On the Horizon


I’ve been feeling a lot of loss lately. Maybe because my dad passed in July nine years ago, this month brings the fragility of existence to the forefront of my mind.

The husband of one of my mom’s very close friends just died. They met and married after he returned wounded from Vietnam, then remained passionately in love for 40-some years, raising three kids into being parents in their own right. The funeral was awash in laughter through tears.

My good friend lost her dad unexpectedly in February, and that loss has since shadowed both my relationship with her and my work life.

I’ve also continued mourning the end of my 21-year marriage, with an official divorce decree in May. Two decades of sharing a home and a life do not disappear with a court order. And memories pop up at the most unexpected times, making the process of moving forward long, labyrinthine and laborious.

My latest loss is Stacy. Don’t worry: She continues to get healthier and stronger, and her latest was the third MRI in a row with no evidence of disease. However, it’s been clear for a while that our relationship is not that healthy. The friction of our very different paradigms was wearing on both of us; we were arguing more than laughing in the last few months.

So we decided, more or less mutually, to end the serious romantic portion of our relations. We are doing our darnedest to stay friends, though, because neither of us can imagine a future completely devoid of the other.

Still, it feels like a loss. As my therapist explained to me last year, when a relationship ends, one mourns the loss of what could have been: all the hopes and dreams, future plans, possibilities of trips and schemes. The idea of “happily ever after” leaves a lingering mark.

The truth is that we often create a version of other people in our heads. I know I do. And when the reality of that person does not line up with the version we imagine, it can be really disappointing. It can feel like betrayal, even though the real person has done nothing wrong. It’s the same reason we are so devastated when a sports hero or movie star behaves badly in real life: Our internal portrait of others tends toward simple perfection while reality is always complex and flawed.

I thought I could be the person Stacy needed to weather her lingering cancer diagnosis into a bright future of renewed vigor and health. Perhaps she thought she could be the person to help me navigate into a bright future of patience and self-acceptance. Turns out, neither of us is exactly what the other had hoped for, despite our deep affection for each other. 

Alas, love is not all you need.

My strategy for dealing with this loss is…well, I don’t really have one, to be honest. I am working on re-developing some of the healthy habits I let fall away while swimming in the ocean of Stacy.
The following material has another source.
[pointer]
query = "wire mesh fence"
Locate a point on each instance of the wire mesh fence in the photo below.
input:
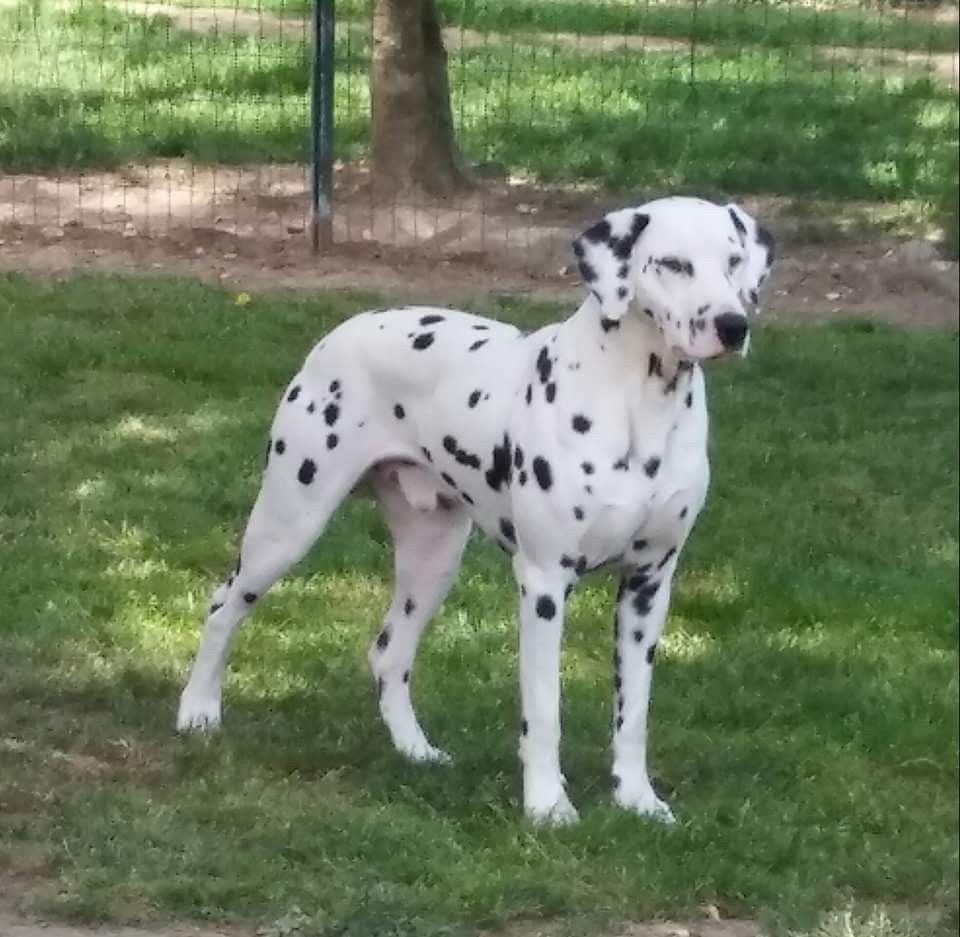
(129, 119)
My eating habits are skewing more toward vegetables than fast-food again, and I am returning to the gym at regular intervals. The alcohol intake has not exactly ebbed, but that will come along with time. Self-medicating in times of stress is an old fall-back for me. I continue to grapple with that one, as I always have.
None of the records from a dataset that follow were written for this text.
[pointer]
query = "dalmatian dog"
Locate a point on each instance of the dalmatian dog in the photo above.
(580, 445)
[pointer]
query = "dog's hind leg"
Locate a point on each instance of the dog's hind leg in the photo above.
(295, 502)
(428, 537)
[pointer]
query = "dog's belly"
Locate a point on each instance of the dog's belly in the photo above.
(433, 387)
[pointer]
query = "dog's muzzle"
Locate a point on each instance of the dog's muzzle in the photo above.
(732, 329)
When I first left my husband a year and a half ago, I told everyone who would listen – including myself – that I needed to be alone for a while to get to know myself better. Then I proceeded to date six different guys in the space of a year. That did not leave a lot of “alone” time. Then I met Stacy and immediately dove into an exclusive and monogamous relationship that included six dogs, two roommates and an extended family of relatives and friends with endless drama and excitement. I was effectively shielded from any introspection for quite some time.

The end of this relationship feels different from the end of my marriage in at least one important way. I really do feel – perhaps for the first time – ready to be alone.

I realize I’ve said it before, so it may sound disingenuous. But this time feels true. The time I spent with Stacy helped me think about a lot of things differently: my body and sexuality, of course, but also my perception of time, my value of objects, my place in the community, my inherent worth as a human being trying to get it right.

I don’t know what the future holds, and that continues to be pretty scary for me. But it’s also an exciting invitation to create the life I want. As I learn to let go of all the could-have-beens, I begin to see even more what-ifs that lead me on toward new possibilities. And who knows: my next adventure is probably right around that seemingly impossible challenge looming on the horizon.